We love new names for things so in recent years taking a photo of yourself which used to be called `taking a photo of yourself `has become known as a `selfie`. These pictures started in earnest when cameras were included in smartphones whereas before you had to go to the trouble of buying a digital camera. Now we all carry one with us so the temptation to snap ourselves has become irresistible. Once upon a time photos of ourselves used to be for posterity, to remember significant moments in our lives and people generally only took them at a particular occasion. Weddings and christenings are obvious examples as well as things like gigs, parties and public events. As a result most older people have wallets of photos lurking in a cupboard somewhere; these are almost always posed and look a bit awkward. In previous decades it had to be this way because there was a commonly held belief that you could only photograph your family if they stood still, otherwise there would be blurry indistinct results. 

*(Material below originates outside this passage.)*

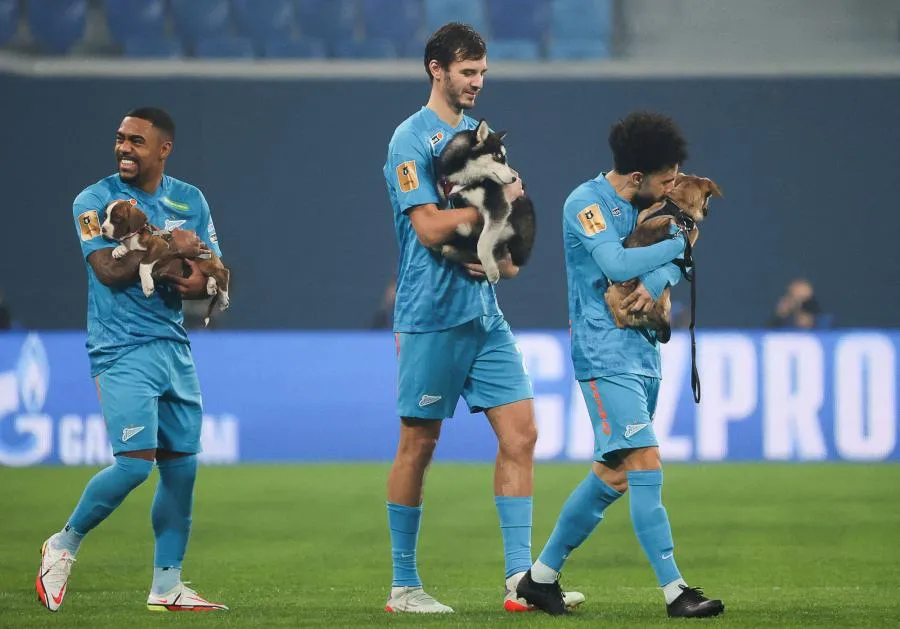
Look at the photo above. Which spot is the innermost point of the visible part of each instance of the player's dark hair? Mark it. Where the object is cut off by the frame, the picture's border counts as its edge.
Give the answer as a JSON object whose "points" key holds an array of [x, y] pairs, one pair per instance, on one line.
{"points": [[646, 142], [159, 118], [453, 42]]}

Few photos taken before the age of the selfie look spontaneous as a result. Even party photos have that staged look. Somehow even the most staged selfie- now beloved of celebrities as in last week’s Oscars- seem more natural and exuberant than most old photos do. One of the things about those old holiday or party snaps is that people used to want to take them to avoid being on the photos themselves. There was always someone who’d happily volunteer to take the photos because secretly they didn’t want to be in them. It never occurred to anyone it seems that back in the old days you could easily have taken a selfie by holding the camera the way we now hold a phone to take a photo. 
People who took photos were just not in them and didn’t want / expect to be. Nowadays people do want to be in photos either on their own or with others and it doesn’t stop there. We must put these photos on multiple platforms like Twitter, Instagram and Facebook. Have we become more self- obsessed or is it just a novelty? Many of these selfies don’t actually tell people anything about ourselves and do not seem to be particularly aimed at keeping memories for the future- and some of them are regretted later on- but to celebrate the Now. They represent the final stage in current generations becoming the most photographed, recorded and archived in history. Whenever historians of the future come to chronicle the social lives of the 21st century their work will be easy enough given the multiple digital trails we’ll all be leaving.
The word `selfie` was apparently first coined by an Australian around 2002 and became commonplace in the middle of the last decade on photo specific sites such as Flickr and My Space. It was the rise of Twitter and smartphones that brought it into wider use so that now everyone pretty much knows the word. Initially most selfies consisted of an arm’s length photo typically with the subject looking upwards. Many early examples appear to give people larger heads than they might actually have. Nowadays they have become more casual with an increasing number of group selfies which I suppose should technically be called something else but nobody seems to have come up with anything other than group selfie which is rather a contradiction. 
`Selfie` was added to the Oxford English Dictionary last year and also won `Word of the Year` though it is not clear who might have picked up the award! Whoever did I’m sure they took a quick selfie to remember it by.


1 comment:

  1. I think the real rise of the selfie is even more recent than the smartphone - it is when most phones were fitted with a second, forward-facing camera intended for video chats; prior to that phones were just used to break the engagement with what was going on around us rather than to enhance our connection with our own egos.